As defined, hope signifies cherishing a desire with anticipation, desiring with expectation of obtainment, and expecting with confidence. We associate hope with athletes and politicians, those who beat the odds, victorious in the end (or at least valorous in their attempts). We push hope aside to be more realistic, or we embrace it in a last-ditch effort to get what we want. Some religions seem to promote a kind of hope, while other philosophies eschew it altogether; self-help literature, too, goes both ways on hope: some articles tout the benefits of this feeling, while to other ways of thinking, it’s better to err on the side of pragmatism and likelihood. In the end, where hope is concerned, it seems we don’t really know if we’re coming or going.
And nowhere is the push and pull of hope more apparent than in the throes of house hunting. Truly, there’s no better way to get to know yourself than to see how you react to looking for a new home.
I was reminded of this a few weeks ago, after holding an open house in St. Louis Park. A beautifully-maintained story-and-a-half, the home had been listed in the MLS on a Thursday, and we received one offer, with another on the way within the first 48 hours on the market (lo, the benefits of pricing well!). We received another inquiry prior to the open house from an agent whose clients—newlyweds—were planning to walk through the home before deciding whether to make an offer. When I arrived at the home, the couple was waiting, along with eight others! They had brought friends and family along to see the house and assess its condition.
The group overwhelmingly gave the house a thumbs up, and several left after the first half hour. Others stayed longer, with the couple staying nearly the whole open house, along with a friend wise to all things electrical, kindly explaining things and answering the couple’s random questions along the way. Everyone left happy, and the couple was excited at the prospect of writing an offer.

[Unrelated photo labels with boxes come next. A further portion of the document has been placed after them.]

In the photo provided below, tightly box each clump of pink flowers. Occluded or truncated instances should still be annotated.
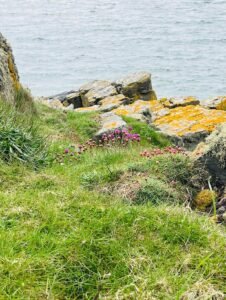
[99,127,140,147]
[140,146,186,158]
[57,127,140,162]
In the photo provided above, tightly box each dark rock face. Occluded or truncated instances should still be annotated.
[115,72,156,100]
[79,80,118,107]
[49,91,82,109]
[0,33,20,101]
[192,123,226,186]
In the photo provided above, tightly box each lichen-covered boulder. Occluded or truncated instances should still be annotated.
[79,80,118,107]
[74,105,100,113]
[193,123,226,186]
[99,94,129,112]
[0,33,20,102]
[203,96,226,110]
[160,96,200,108]
[113,100,152,121]
[96,112,127,137]
[153,105,226,149]
[47,91,82,108]
[115,72,157,100]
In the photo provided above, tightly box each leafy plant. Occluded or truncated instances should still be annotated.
[0,101,47,168]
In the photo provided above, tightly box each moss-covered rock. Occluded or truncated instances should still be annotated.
[115,72,157,100]
[0,33,20,102]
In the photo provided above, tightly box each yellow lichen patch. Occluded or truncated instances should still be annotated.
[216,97,226,111]
[154,105,226,136]
[194,189,217,211]
[8,54,20,90]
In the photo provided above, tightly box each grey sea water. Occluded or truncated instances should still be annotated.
[0,0,226,99]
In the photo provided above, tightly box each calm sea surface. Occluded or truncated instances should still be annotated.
[0,0,226,99]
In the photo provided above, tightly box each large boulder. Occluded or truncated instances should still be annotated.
[79,80,118,107]
[153,105,226,150]
[203,96,226,110]
[193,123,226,187]
[115,72,156,100]
[0,33,20,102]
[47,90,82,109]
[96,112,127,137]
[99,94,129,112]
[160,96,200,108]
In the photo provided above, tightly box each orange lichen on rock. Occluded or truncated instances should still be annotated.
[154,105,226,136]
[160,96,200,108]
[216,97,226,111]
[74,105,100,112]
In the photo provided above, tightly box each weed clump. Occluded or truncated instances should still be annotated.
[0,101,47,168]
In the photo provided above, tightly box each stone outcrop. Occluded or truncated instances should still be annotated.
[47,91,82,109]
[96,112,127,137]
[204,96,226,110]
[160,97,200,108]
[115,72,157,100]
[42,72,226,150]
[0,33,20,102]
[79,80,118,107]
[153,105,226,148]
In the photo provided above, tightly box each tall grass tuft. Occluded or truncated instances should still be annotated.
[13,86,37,117]
[0,91,47,168]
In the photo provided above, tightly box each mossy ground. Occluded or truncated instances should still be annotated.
[0,106,226,299]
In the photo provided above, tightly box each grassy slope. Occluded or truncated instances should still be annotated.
[0,107,226,299]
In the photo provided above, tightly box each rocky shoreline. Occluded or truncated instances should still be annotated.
[41,72,226,149]
[0,34,226,224]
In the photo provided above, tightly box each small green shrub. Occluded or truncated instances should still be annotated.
[0,101,47,168]
[80,171,100,189]
[134,178,179,204]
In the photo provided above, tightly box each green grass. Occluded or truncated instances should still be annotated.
[123,117,170,147]
[0,102,226,300]
[0,99,47,168]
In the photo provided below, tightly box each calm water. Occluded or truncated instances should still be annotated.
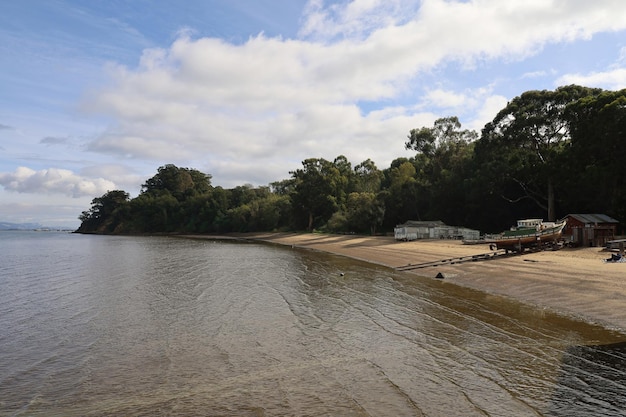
[0,232,626,417]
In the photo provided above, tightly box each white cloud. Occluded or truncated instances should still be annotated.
[556,68,626,90]
[77,0,626,185]
[0,167,115,198]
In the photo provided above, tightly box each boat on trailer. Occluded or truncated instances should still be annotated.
[488,219,567,252]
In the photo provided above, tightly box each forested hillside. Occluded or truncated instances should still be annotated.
[78,85,626,234]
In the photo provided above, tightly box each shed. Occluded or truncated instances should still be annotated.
[393,220,445,240]
[394,220,480,240]
[563,214,619,246]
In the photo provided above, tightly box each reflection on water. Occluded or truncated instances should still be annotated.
[0,232,626,416]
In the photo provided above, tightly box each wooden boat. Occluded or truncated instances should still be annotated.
[490,219,567,252]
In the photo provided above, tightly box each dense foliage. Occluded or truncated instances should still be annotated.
[78,86,626,234]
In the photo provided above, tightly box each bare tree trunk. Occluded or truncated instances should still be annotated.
[308,212,313,232]
[548,178,556,222]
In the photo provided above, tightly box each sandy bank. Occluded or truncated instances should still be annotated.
[236,233,626,331]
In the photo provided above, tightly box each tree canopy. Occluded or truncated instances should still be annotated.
[78,86,626,234]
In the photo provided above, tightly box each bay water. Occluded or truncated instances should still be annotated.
[0,231,626,417]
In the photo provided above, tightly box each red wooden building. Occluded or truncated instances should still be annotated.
[563,214,619,246]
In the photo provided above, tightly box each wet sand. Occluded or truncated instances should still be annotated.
[236,233,626,332]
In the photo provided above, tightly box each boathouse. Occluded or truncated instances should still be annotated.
[563,214,619,246]
[394,220,480,240]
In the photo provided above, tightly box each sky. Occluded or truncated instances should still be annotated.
[0,0,626,228]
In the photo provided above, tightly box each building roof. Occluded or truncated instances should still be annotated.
[396,220,445,227]
[566,214,619,223]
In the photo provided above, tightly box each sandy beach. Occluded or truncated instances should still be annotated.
[238,233,626,332]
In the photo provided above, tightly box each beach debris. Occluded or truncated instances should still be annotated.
[604,253,626,263]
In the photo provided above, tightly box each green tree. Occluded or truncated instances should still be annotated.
[563,90,626,219]
[475,85,600,221]
[346,192,385,235]
[290,158,346,230]
[142,164,211,201]
[78,190,129,233]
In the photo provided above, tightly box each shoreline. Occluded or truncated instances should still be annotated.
[221,233,626,333]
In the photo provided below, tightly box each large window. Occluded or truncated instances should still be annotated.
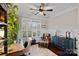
[26,21,41,39]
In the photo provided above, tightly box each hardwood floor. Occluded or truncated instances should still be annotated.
[49,46,64,56]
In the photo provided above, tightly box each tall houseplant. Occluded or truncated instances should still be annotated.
[5,3,19,46]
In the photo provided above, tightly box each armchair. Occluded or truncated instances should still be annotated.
[38,33,51,48]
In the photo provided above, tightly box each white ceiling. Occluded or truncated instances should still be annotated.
[17,3,78,19]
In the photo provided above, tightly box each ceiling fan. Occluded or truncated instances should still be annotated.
[30,3,53,16]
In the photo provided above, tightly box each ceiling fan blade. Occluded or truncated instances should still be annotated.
[45,9,53,11]
[40,3,45,9]
[35,12,39,15]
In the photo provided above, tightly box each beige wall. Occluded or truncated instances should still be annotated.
[47,9,77,36]
[47,8,79,55]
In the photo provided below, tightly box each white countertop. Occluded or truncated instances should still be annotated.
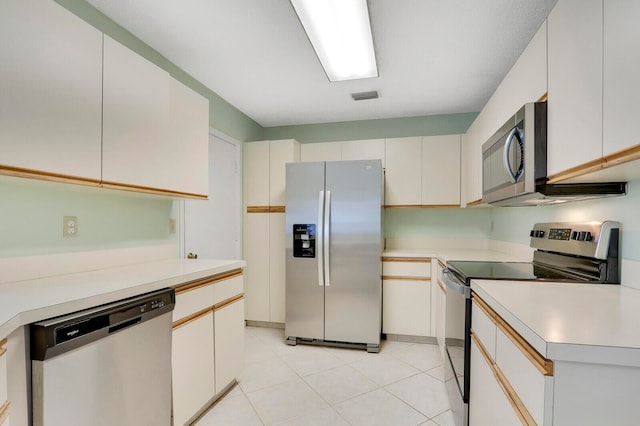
[471,280,640,367]
[0,259,246,340]
[382,249,531,262]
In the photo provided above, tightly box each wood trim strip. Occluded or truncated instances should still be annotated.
[382,257,431,263]
[213,293,244,311]
[548,144,640,183]
[471,330,536,426]
[493,365,537,426]
[382,275,431,282]
[247,206,287,213]
[176,268,242,294]
[0,165,100,187]
[0,401,9,424]
[171,306,213,330]
[384,204,461,209]
[471,293,553,376]
[100,181,209,200]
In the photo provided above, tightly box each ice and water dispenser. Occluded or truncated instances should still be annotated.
[293,223,316,257]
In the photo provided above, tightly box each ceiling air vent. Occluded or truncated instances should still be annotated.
[351,90,378,101]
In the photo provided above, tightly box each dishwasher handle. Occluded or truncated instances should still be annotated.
[30,289,175,361]
[442,268,471,299]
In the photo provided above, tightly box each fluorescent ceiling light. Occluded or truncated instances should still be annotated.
[291,0,378,81]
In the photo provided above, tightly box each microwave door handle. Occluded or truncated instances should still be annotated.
[503,127,523,183]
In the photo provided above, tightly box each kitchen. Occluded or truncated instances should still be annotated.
[0,2,640,424]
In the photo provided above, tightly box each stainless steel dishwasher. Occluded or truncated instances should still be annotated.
[30,289,175,426]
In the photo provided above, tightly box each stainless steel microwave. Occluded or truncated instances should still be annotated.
[482,102,627,207]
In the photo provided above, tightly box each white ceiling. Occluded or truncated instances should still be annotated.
[87,0,557,127]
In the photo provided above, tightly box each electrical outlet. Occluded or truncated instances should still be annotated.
[62,216,78,238]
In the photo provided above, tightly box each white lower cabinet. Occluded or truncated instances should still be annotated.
[244,213,285,323]
[469,293,554,425]
[172,310,216,425]
[172,270,244,425]
[0,339,9,426]
[469,340,521,426]
[214,299,244,394]
[382,257,432,337]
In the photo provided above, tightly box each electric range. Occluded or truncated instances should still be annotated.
[442,221,620,426]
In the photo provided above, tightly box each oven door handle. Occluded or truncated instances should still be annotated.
[442,268,471,299]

I’ve thought about this in the weeks since the open house, because hope is integral to the home-buying process, for the most part (investor-buyers excluded). It’s an emotional decision, it’s a huge financial investment, it’s risky and it’s scary, and it’s wonderful and beautiful and you can’t help but want to find the perfect house with the best nooks and crannies and quirks and idiosyncrasies for all the stuff you want to do now and forever. You want your house to reflect all the best parts of you; you want cozy, or fun, or modern, or classic; you want your home to be what you want to become, in a way. You want to invite friends over for a glass of glogg by the fire on a cold winter’s night (everyone wants that, right?). In short, we can’t help but hope.
So, even though I am my father’s daughter and a grumpy, old realist from time to time, I realize hope is perhaps the defining emotion when it comes to buying a house, and, rather than cautioning against hoping altogether, maybe the answer is to hope in a more appropriate fashion—like perhaps waiting until after you’ve submitted an offer before showing the house to friends and family.